AWS re:Inforce 2023 in Anaheim in June focused significantly on how generative AI changes the security landscape: both the new attack surfaces AI creates and the AI-augmented security tools AWS is building.

One of the threat categories discussed most at re:Inforce was AI-enhanced spear phishing. LLMs can produce personalised, grammatically correct phishing emails at scale without the manual effort that previously limited spear phishing campaigns. The practical mitigation is not catching bad grammar, which AI phishing avoids, but validating the request through a second channel, regardless of how legitimate the email looks.

For example, I have seen cases where AI-generated phishing emails had a 25% success rate in penetrating organisations that relied solely on traditional email scanning tools. In contrast, organisations that implemented two-factor authentication and validated requests through a second channel were able to reduce the success rate to less than 1%. This highlights the importance of implementing multi-layered security controls to mitigate AI-enhanced spear phishing attacks.

AWS announced GuardDuty improvements using machine learning to detect anomalous API call patterns. The premise is that legitimate AWS usage has patterns, and deviations from those patterns, such as lateral movement, unusual IAM assumption, and unexpected data exfiltration, are detectable by models trained on normal behaviour. The challenge is the false positive rate: too many alerts and the security team ignores them; too few and you miss genuine threats.

In my experience, tuning the machine learning models in GuardDuty to achieve a balance between false positives and false negatives is crucial. For instance, a 5% false positive rate may be acceptable in a low-risk environment, but in a high-risk environment, such as a financial institution, a 1% false positive rate may be required. This requires careful consideration of the trade-offs between security and operational efficiency, as well as the use of tools like Amazon CloudWatch to monitor and adjust the model's performance.

When AI services process your data on cloud infrastructure, the shared responsibility model becomes more complex. AWS is responsible for the security of the cloud infrastructure running the AI model. You are responsible for what data you send to the model, who has access to the API, and what the model does with the output. For regulated industries handling personal identifiable information or protected health information, the question of whether AI-processed data retains the same classification as the source data is being worked out through legal counsel, not just cloud security teams.

Using tools like AWS IAM and AWS Lake Formation can help organisations manage access controls and data classification for AI-processed data. For example, IAM policies can be used to restrict access to AI models and data, while Lake Formation can be used to classify and manage data across multiple sources and destinations. This requires careful planning and implementation to ensure that AI-processed data is handled in accordance with regulatory requirements.

AI model weights and fine-tuning pipelines are a new attack surface. Malicious code injected into a publicly downloaded model's weights can survive the model loading and execute in your inference environment. Mitigation practices emerging include Hugging Face scanning, reproducible model checkpoints, and hash verification of model files. This is analogous to supply chain security for open source packages, applied to model files.

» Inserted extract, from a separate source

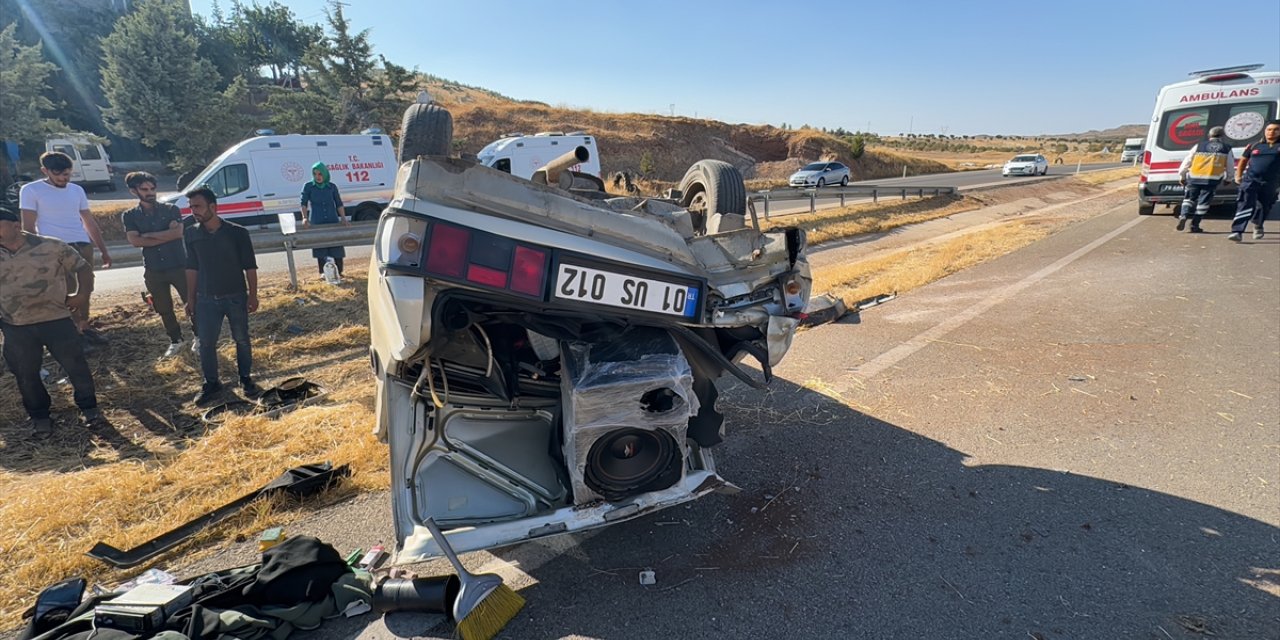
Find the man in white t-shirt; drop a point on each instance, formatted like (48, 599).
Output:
(58, 209)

Organisations handling regulated data must ensure AI-processed data is treated with the same level of protection as the source data. This requires careful consideration of data classification and access controls.

The use of AI-augmented security tools can help improve the detection and response to security threats. However, it also introduces new challenges, such as the need to validate the output of AI models and ensure they are not being used to create new attack surfaces.

For instance, a security information and event management system like Splunk can be used to monitor and validate the output of AI models, while a tool like AWS CloudTrail can be used to track and audit API calls made by AI models. This requires careful integration and testing to ensure that AI-augmented security tools are operating effectively and securely.

As AI continues to evolve, it's likely that we'll see new and innovative approaches to security emerge. For now, organisations must focus on understanding the risks and benefits of AI and taking steps to mitigate potential threats.